Bostrom has emphasised that he does not believe the paperclip maximiser scenario per se will actually occur; rather, his intention is to illustrate the dangers of creating superintelligent machines without knowing how to safely program them to eliminate existential risk to human beings. The paperclip maximizer example illustrates the broad problem of managing powerful systems that lack human values

Suddenly it struck me that this was just the magic salt mill ever so slightly veiled in cyber garb. In case you're not up on your folklore...
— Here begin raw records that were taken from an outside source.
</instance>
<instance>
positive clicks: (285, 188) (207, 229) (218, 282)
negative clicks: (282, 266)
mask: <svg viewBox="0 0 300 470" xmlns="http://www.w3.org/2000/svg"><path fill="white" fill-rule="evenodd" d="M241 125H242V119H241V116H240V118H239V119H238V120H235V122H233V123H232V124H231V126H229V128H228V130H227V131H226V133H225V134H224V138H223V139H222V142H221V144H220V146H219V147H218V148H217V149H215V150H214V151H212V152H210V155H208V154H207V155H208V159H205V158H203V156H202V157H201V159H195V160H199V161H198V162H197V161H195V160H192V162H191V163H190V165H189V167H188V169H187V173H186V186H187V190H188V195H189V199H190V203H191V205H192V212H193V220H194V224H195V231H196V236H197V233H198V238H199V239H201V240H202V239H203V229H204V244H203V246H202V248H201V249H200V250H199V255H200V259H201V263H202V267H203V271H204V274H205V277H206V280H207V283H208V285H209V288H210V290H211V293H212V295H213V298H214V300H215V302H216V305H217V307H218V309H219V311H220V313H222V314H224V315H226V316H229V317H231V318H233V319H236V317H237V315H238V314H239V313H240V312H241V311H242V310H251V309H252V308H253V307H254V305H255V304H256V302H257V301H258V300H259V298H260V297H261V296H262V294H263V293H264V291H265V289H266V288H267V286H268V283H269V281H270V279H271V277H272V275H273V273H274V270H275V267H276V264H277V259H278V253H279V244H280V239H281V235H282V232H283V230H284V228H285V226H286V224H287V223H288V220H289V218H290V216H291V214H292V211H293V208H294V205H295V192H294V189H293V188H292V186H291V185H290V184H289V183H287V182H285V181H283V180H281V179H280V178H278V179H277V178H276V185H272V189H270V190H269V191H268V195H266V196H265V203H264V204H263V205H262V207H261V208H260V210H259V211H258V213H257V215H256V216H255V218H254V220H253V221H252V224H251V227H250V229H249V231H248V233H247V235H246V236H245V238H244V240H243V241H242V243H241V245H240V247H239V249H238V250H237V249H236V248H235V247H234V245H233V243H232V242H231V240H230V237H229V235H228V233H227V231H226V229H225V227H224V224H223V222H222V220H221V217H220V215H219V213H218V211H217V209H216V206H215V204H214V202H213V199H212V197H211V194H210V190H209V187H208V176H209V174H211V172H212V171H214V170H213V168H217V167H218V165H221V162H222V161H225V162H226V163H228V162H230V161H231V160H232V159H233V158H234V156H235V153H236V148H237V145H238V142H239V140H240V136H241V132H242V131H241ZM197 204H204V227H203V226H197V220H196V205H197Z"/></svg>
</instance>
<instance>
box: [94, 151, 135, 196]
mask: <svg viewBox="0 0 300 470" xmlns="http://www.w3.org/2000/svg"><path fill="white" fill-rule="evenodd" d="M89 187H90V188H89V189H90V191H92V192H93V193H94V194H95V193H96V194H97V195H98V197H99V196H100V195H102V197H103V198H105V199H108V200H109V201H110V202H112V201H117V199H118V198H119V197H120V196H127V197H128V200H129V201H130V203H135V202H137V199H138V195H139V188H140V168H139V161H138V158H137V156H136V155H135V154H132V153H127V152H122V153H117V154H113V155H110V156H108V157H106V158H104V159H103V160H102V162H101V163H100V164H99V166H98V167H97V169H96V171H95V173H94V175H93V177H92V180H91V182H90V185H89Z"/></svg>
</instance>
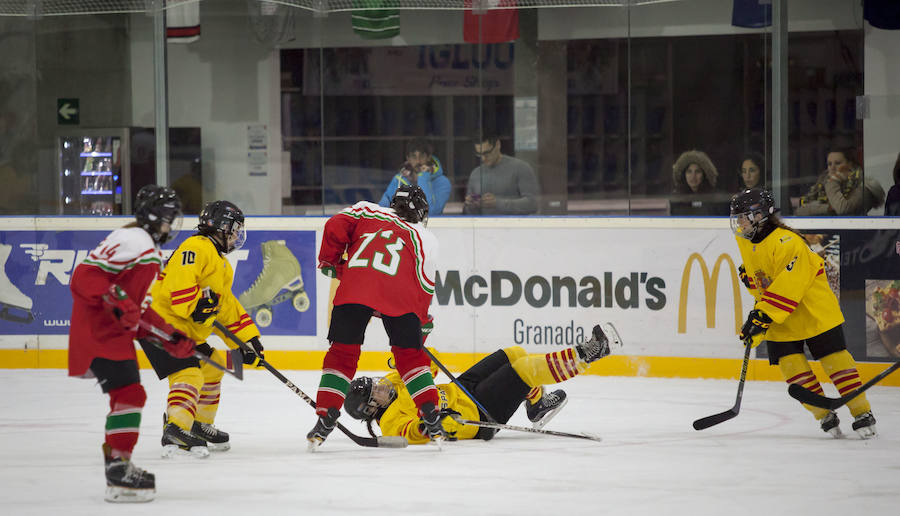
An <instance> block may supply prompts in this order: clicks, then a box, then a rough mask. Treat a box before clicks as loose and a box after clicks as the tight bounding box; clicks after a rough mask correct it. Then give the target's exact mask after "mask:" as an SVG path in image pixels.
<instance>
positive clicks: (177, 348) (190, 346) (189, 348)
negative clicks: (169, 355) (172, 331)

It is Aarne-Thompson type 565, the Magic Mill. Other tales of this type include The Water Mother and Sweet porridge.

Synopsis

A poor man begged from his brother on Christmas Eve. The brother promised him, depending on the variant, ham or bacon or a lamb if he would do something. The poor brother promised; the rich one handed over the food and told him to go to Hell (in Lang's version, the Dead Men's Hall; in the Greek, the Devil's dam). Since he promised, he set out. In the Norse variants, he meets an old man along the way. In some variants, the man begs from him, and he gives something; in all, the old man tells him that in Hell (or the hall), they will want to buy the food from him, but he must only sell it for the hand-mill behind the door, and come to him for directions to use it. It took a great deal of haggling, but the poor man succeeded, and the old man showed him how to use it. In the Greek, he merely brought the lamb and told the devils that he would take whatever they would give him, and they gave him the mill. He took it to his wife, and had it grind out everything they needed for Christmas, from lights to tablecloth to meat and ale. They ate well and on the third day, they had a great feast. His brother was astounded and when the poor man had drunk too much, or when the poor man's children innocently betrayed the secret, he showed his rich brother the hand-mill. His brother finally persuaded him to sell it. In the Norse version, the poor brother didn't teach him how to handle it. He set to grind out herrings and broth, but it soon flooded his house. His brother wouldn't take it back until he paid him as much as he paid to have it. In the Greek, the brother set out to Constantinople by ship. In the Norse, one day a skipper wanted to buy the hand-mill from him, and eventually persuaded him. In all versions, the new owner took it to sea and set it to grind out salt. It ground out salt until it sank the boat, and then went on grinding in the sea, turning the sea salty.


I realize Bostrom isn't proposing this as a likely scenario. That's not the point. What matters here is that he and other researchers and commentators tend to think about technology using the specific heuristics and motifs people have always used for thinking about magic, and it worries me when I start recognizing the Aarne–Thompson classifications for stories in the science section.